Query performance with large(r) inputs

Our team has been debugging a slow query and I wanted to ask a question about why one query variant is slower than the other

(comment
  (def members
    (d/q
     '[:find [?u ...]
       :in $ ?b
       :where [?u :user/follows ?b]]
     (d/db @conn)
     board-id)))

(def query1
  '[:find ?u (count ?views)
    :in $ % [?u ...] ?b
    :where
    (or
     [?b :board/admins ?instructors]
     [?b :board/created-by ?instructors])
    [?post :post/author ?instructors]
    [?post :post/board ?b]
    [?post :post/views ?views]
    [?views :post-view/viewer ?u]
    [(!= ?u ?instructors)]])

(def query2
  '[:find ?viewer (count ?views)
    :in $ % [?u ...] ?b
    :where
    (or
     [?b :board/admins ?instructors]
     [?b :board/created-by ?instructors])
    [?post :post/author ?instructors]
    [?post :post/board ?b]
    [?post :post/views ?views]
    [?views :post-view/viewer ?viewer]
    [?viewer :user/follows ?b]
    [(!= ?viewer ?instructors)]])

(comment
  ;; Elapsed time: 6489.551387 msecs
  (time
   (d/q
    query1
    (d/db @conn)
    (yd.rules/rules)
    (take 250 members)
    board-id))
  ;; "Elapsed time: 87.187617 msecs"
  (time
   (d/q
    query2
    (d/db @conn)
    (yd.rules/rules)
    (set (take 250 members))
    board-id)))

The queries shown above are aiming to find the count of views on posts made by instructors for each user.
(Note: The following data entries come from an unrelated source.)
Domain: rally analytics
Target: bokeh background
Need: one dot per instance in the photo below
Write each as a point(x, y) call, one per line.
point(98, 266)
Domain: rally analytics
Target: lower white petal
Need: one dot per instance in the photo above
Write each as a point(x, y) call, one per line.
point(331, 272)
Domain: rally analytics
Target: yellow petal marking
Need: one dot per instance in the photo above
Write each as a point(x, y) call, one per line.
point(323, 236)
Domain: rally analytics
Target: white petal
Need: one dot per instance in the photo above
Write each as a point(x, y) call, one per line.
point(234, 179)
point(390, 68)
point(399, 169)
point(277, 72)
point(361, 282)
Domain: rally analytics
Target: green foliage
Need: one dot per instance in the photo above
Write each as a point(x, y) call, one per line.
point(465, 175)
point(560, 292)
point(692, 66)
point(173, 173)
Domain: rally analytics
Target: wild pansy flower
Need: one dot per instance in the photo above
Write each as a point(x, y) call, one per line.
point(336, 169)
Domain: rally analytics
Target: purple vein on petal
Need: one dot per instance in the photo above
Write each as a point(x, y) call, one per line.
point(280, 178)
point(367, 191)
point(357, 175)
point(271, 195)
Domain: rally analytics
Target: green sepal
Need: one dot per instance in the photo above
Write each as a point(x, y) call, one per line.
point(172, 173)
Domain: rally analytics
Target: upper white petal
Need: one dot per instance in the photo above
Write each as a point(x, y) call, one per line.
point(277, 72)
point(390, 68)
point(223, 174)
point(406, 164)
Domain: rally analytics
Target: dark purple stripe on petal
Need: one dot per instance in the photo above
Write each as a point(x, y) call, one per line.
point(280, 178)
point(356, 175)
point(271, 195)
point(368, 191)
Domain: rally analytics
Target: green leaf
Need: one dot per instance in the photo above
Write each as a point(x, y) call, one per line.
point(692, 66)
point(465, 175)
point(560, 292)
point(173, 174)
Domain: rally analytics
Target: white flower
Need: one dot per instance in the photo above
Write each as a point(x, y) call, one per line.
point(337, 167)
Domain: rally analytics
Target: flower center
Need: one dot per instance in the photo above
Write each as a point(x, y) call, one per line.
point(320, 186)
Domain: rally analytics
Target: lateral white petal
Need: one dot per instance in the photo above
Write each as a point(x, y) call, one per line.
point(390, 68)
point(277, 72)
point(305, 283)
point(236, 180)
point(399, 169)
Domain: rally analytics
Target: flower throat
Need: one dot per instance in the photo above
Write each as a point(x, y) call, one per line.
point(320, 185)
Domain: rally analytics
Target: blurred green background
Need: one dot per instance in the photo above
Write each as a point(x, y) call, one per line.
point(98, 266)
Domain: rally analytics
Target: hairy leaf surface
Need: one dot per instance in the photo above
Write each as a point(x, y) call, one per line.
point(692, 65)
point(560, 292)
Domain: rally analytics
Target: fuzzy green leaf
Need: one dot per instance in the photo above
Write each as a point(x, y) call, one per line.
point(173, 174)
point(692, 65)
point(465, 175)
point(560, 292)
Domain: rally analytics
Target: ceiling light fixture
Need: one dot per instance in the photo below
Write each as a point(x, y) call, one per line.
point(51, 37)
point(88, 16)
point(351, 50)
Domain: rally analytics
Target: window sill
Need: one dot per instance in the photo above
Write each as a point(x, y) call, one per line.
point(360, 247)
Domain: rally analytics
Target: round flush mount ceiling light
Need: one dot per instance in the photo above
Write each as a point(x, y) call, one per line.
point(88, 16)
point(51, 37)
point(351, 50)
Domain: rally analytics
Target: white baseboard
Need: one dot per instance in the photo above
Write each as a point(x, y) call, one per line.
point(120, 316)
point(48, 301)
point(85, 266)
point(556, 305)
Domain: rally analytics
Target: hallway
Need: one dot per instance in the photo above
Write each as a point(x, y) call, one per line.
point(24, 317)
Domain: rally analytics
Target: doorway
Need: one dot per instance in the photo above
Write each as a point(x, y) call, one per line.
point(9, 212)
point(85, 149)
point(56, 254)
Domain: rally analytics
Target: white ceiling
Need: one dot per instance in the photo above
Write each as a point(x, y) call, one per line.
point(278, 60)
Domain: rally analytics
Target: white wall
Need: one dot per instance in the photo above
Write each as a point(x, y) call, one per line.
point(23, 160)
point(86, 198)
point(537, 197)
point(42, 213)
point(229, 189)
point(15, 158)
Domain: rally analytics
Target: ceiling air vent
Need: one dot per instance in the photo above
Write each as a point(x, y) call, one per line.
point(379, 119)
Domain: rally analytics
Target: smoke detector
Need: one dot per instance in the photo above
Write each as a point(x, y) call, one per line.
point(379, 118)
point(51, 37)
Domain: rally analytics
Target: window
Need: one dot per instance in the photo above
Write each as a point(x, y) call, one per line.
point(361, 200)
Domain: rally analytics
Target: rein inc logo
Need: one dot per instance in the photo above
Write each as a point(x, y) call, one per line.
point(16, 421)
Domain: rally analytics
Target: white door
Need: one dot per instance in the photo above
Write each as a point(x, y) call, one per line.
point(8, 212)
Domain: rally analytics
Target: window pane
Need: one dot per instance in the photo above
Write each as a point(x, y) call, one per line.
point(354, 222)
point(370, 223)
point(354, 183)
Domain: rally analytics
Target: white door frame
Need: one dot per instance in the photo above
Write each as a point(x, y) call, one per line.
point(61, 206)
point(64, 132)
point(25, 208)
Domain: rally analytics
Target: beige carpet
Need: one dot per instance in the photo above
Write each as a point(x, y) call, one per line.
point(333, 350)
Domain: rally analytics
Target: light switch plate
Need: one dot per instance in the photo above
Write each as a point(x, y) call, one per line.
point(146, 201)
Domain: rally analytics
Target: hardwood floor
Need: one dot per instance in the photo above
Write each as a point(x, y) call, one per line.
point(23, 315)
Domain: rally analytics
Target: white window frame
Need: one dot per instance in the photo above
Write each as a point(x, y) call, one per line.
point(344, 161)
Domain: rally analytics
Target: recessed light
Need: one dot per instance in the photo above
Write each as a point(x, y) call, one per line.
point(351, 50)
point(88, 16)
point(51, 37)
In query1 we pass in a subset of the “members” of the board, who are just users with the :user/follows relation as shown. In query2, the input is ignored in favor of an additional binding [?viewer :user/follows ?b] which should constrain the results to produce the same output (not withstanding thetake).

We did identify some :where clauses which can be moved around to increase the performance, but I’m a bit confused about why the version which accepts the input vector would be a factor of ~75x slower. The members collection is around 7000 eids. My guess here is that since the input is de-structured it has to be probed or scanned against each :post-view/viewer value, whereas the version in query2 is binding a set and thus can do a set whatever-the-big-o intersection operation is.

Is there any reason passing in a large-ish collection is not recommended? Is it possible to pass in a set as a query input?

I should note that putting [?views :post-view/viewer ?u] as the first where clause did bring the query down to around 564ms for the whole input collection, but it’s still slower than the no input version by about 5x

Any suggestions?

Try putting

As ?u is passed in this will unify. Reorder to put the (or …) further down.